What the AI should have been based around is patient outcomes. The machine should be fed data on exactly what a doctor has done to treat a patient, the details of the patient’s disease, and the outcome of treatment. By feeding into the system who dies and doesn’t die, means that the AI can learn specifically which treatments work and when to use them, and then make recommendations on care based on the outcomes. Complex pattern recognition is one of the things that AI systems are very good at. Moving away from one specific group of doctors’ recommendations would be the best way to use AI capabilities to the fullest extent. Taking this approach would help to alleviate some of the criticisms that doctors have about Watson for Oncology.

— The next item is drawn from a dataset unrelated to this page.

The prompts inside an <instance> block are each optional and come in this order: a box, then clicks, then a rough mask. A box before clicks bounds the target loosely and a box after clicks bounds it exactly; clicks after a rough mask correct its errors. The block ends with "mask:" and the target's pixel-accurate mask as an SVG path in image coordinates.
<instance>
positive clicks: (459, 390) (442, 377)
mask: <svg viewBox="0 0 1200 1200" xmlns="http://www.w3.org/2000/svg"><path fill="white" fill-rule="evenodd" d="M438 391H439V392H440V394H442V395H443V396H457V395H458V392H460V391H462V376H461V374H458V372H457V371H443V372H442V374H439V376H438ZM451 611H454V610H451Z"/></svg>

For example, as stated in the article, patients around the world are living in different environments and doctors have different resources, these types of elements would be now considered more closely.

 

The goal of Watson for Oncology – democratization of cancer treatments across the world – is noble. There is nothing bad or wrong with increasing access to health care treatments for those who live in an area where there are no cancer specialists, or trying to ensure that the treatment that patients are receiving is the best option.

 

While the article is right about its criticisms of Watson for Oncology, it is fundamentally wrong when it blames AI for the shortcomings. AI has many different applications and future possibilities in medical diagnosing, it just would have had a much better outcome if the AI system would have been trained on patient outcomes rather than doctor recommendations. AI has been blamed for being overhyped, usually that label is incorrectly given, but when it comes to Watson for Oncology, it definitely looks like a case of overhype.